Course Outline
Introduction
- Kubeflow on Azure vs. On-Premise vs. Other Public Cloud Providers for Government
Overview of Kubeflow Features and Architecture for Government
Overview of the Deployment Process for Government
Activating an Azure Account for Government
Preparing and Launching GPU-Enabled Virtual Machines for Government
Setting Up User Roles and Permissions for Government
Preparing the Build Environment for Government
Selecting a TensorFlow Model and Dataset for Government
Packaging Code and Frameworks into a Docker Image for Government
Setting Up a Kubernetes Cluster Using AKS for Government
Staging the Training and Validation Data for Government
Configuring Kubeflow Pipelines for Government
Launching a Training Job for Government
Visualizing the Training Job in Runtime for Government
Cleaning Up After the Job Completes for Government
Troubleshooting for Government
Summary and Conclusion for Government
Requirements
- An understanding of machine learning concepts for government applications.
- Familiarity with cloud computing principles.
- A general knowledge of containerization (Docker) and orchestration (Kubernetes).
- Some experience with Python programming is beneficial.
- Experience working in a command-line environment.
Audience
- Data science engineers for government projects.
- DevOps engineers interested in deploying machine learning models within public sector environments.
- Infrastructure engineers looking to integrate machine learning model deployment into their workflows for government initiatives.
- Software engineers seeking to automate the integration and deployment of machine learning features with their applications for government use.
Testimonials (4)
I've got to try out resources that I've never used before.
Daniel - INIT GmbH
Course - Architecting Microsoft Azure Solutions
the ML ecosystem not only MLFlow but Optuna, hyperops, docker , docker-compose
Guillaume GAUTIER - OLEA MEDICAL
Course - MLflow
The practical part, I was able to perform exercises and to test the Microsoft Azure features
Alex Bela - Continental Automotive Romania SRL
Course - Programming for IoT with Azure
I enjoyed participating in the Kubeflow training, which was held remotely.

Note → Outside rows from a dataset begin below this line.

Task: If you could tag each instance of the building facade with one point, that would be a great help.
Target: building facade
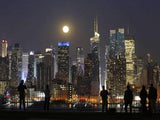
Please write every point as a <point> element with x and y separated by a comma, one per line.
<point>63,61</point>
<point>130,59</point>
<point>3,48</point>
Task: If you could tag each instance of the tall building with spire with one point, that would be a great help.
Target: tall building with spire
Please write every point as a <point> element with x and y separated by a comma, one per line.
<point>117,43</point>
<point>95,51</point>
<point>80,61</point>
<point>3,48</point>
<point>130,59</point>
<point>16,65</point>
<point>63,61</point>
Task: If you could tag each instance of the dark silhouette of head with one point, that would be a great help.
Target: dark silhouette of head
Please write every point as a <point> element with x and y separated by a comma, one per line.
<point>128,87</point>
<point>143,87</point>
<point>103,87</point>
<point>47,86</point>
<point>22,81</point>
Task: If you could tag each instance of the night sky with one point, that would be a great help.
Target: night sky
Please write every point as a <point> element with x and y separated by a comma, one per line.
<point>36,24</point>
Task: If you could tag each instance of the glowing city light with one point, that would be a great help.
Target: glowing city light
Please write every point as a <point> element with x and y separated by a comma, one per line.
<point>65,29</point>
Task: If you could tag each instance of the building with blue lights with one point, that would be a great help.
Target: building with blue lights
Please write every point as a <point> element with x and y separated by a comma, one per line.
<point>117,46</point>
<point>63,61</point>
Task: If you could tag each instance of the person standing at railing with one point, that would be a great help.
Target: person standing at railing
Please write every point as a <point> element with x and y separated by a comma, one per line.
<point>21,89</point>
<point>128,98</point>
<point>152,96</point>
<point>104,96</point>
<point>143,96</point>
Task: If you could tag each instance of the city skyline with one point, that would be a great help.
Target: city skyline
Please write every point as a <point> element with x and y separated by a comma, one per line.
<point>31,22</point>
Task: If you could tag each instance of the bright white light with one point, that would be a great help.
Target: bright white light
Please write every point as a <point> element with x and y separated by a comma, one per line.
<point>65,29</point>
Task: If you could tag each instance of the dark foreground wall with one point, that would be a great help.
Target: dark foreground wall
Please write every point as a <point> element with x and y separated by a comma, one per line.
<point>50,115</point>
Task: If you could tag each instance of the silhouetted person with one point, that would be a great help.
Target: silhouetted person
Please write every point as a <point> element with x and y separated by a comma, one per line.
<point>47,98</point>
<point>143,96</point>
<point>21,89</point>
<point>128,98</point>
<point>152,96</point>
<point>104,95</point>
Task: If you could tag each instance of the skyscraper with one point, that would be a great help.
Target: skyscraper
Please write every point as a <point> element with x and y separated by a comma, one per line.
<point>130,59</point>
<point>117,76</point>
<point>30,75</point>
<point>24,66</point>
<point>95,51</point>
<point>16,65</point>
<point>117,43</point>
<point>63,61</point>
<point>80,61</point>
<point>3,48</point>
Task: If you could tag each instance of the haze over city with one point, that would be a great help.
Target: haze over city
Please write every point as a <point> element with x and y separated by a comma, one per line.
<point>30,22</point>
<point>80,56</point>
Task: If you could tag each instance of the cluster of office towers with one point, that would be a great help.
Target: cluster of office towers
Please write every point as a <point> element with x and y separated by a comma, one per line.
<point>66,78</point>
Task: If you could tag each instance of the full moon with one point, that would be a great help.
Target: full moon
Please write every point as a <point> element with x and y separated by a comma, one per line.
<point>65,29</point>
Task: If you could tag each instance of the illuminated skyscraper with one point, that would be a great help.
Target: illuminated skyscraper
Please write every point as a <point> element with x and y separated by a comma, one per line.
<point>130,59</point>
<point>95,50</point>
<point>24,66</point>
<point>117,43</point>
<point>80,61</point>
<point>63,61</point>
<point>4,74</point>
<point>3,48</point>
<point>117,76</point>
<point>120,49</point>
<point>16,65</point>
<point>30,75</point>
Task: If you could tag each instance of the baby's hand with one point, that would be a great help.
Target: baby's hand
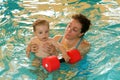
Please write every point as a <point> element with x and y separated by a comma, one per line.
<point>66,57</point>
<point>34,47</point>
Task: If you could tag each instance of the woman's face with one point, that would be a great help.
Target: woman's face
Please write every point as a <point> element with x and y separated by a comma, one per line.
<point>73,30</point>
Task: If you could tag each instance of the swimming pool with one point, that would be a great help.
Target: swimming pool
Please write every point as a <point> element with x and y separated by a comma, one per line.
<point>101,63</point>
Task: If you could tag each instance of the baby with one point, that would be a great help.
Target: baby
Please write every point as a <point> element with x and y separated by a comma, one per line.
<point>41,32</point>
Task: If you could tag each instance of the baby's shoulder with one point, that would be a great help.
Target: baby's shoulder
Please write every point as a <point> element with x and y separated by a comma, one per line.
<point>57,37</point>
<point>34,39</point>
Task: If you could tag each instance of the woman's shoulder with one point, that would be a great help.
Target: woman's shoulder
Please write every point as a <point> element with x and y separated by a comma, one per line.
<point>57,37</point>
<point>84,47</point>
<point>85,42</point>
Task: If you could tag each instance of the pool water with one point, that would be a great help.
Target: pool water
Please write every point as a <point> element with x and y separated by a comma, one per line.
<point>102,61</point>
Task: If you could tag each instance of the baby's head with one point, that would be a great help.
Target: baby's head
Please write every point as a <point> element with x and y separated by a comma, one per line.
<point>41,29</point>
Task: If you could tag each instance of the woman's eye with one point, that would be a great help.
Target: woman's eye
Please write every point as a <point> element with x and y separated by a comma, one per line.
<point>40,32</point>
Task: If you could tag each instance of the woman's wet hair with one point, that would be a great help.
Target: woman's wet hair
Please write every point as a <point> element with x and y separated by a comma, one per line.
<point>83,20</point>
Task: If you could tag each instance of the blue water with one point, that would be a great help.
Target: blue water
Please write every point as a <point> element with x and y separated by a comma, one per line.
<point>102,61</point>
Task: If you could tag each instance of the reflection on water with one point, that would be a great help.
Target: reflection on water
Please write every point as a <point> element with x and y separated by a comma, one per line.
<point>101,63</point>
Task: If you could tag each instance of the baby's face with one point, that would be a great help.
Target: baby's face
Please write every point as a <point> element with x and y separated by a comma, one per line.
<point>42,32</point>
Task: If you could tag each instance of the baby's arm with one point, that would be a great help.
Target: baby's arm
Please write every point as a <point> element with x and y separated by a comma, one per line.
<point>28,50</point>
<point>62,49</point>
<point>32,46</point>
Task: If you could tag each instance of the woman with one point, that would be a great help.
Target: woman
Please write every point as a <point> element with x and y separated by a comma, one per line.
<point>73,36</point>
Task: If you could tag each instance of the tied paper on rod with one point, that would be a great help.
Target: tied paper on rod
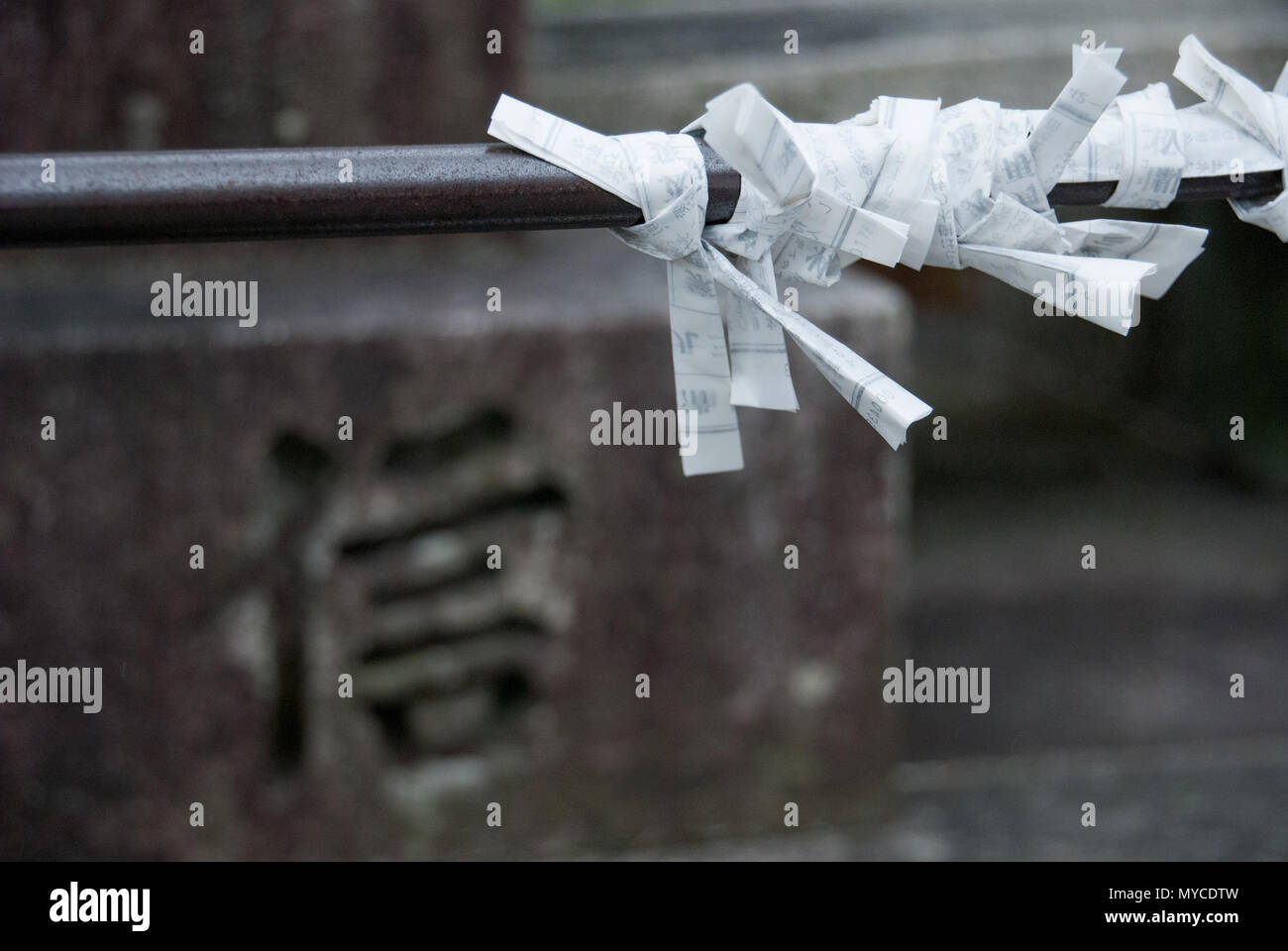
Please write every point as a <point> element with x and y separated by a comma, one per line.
<point>910,182</point>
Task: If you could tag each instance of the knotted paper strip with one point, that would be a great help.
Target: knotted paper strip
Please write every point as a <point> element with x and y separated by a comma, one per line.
<point>914,183</point>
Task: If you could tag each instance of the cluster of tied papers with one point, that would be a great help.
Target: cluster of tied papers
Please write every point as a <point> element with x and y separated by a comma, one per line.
<point>910,182</point>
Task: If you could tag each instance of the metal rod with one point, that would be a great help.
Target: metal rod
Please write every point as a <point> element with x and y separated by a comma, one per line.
<point>237,195</point>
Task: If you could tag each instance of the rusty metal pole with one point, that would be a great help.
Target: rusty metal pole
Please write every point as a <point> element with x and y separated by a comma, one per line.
<point>240,195</point>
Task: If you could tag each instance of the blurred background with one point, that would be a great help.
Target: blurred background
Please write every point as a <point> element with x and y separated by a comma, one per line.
<point>518,686</point>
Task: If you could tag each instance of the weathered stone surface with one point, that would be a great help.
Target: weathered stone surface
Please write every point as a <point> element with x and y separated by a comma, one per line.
<point>327,557</point>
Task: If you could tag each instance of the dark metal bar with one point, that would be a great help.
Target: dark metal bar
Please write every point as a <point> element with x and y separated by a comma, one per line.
<point>138,197</point>
<point>1256,185</point>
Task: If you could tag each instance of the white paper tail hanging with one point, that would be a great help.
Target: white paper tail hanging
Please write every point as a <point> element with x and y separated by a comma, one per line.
<point>1260,114</point>
<point>664,175</point>
<point>911,182</point>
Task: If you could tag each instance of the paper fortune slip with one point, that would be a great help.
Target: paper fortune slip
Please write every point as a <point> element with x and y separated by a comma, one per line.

This training allowed me to consolidate my knowledge for AWS services, K8s, all the devOps tools around Kubeflow which are the necessary bases to properly tackle the subject. I wanted to thank Malawski Marcin for his patience and professionalism for training and advice on best practices. Malawski approaches the subject from different angles, different deployment tools Ansible, EKS kubectl, Terraform. Now I am definitely convinced that I am going into the right field of application.